Twin Peaks has played at many of the bigger American festivals. Frankel said that while these fests are fun, there is a downside.
“The good side to playing a festival is the hour or so that you’re onstage—and the bad side is definitely everything else,” he said. “The port-o-potty, the intense heat, being drunk in the middle of the day; maybe it’s raining, and maybe there’s shit all over the ground.”
During the band’s Coachella appearances, Twin Peaks played in the new Sonora Tent, which provided a lot of relief to attendees: It was air conditioned and had couches on which to sit.
“That tent was air conditioned?” Frankel asked when I brought it up. “I don’t know, because it must not have been working very well when we played. But it was fun.
“Another thing about festivals is they give you 15 minutes or something like that to set up all your shit, so it’s kind of hard to dial in a good sound before you start playing.”

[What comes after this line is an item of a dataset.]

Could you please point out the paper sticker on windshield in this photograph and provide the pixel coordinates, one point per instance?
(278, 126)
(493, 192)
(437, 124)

Frankel said he is personally looking forward one part of Desert Daze.
“I would like to see Iggy Pop. That’s one of my heroes. Raw Power? Now that’s a great record. A year ago, I was listening to Fun House every day like it was my breakfast.”
Desert Daze will take place Thursday, Oct. 12, through Sunday, Oct. 15 at the Institute of Mentalphysics, 59700 Twentynine Palms Highway, in Joshua Tree. Weekend passes are $229 to $450. For tickets or more information, visit desertdaze.org.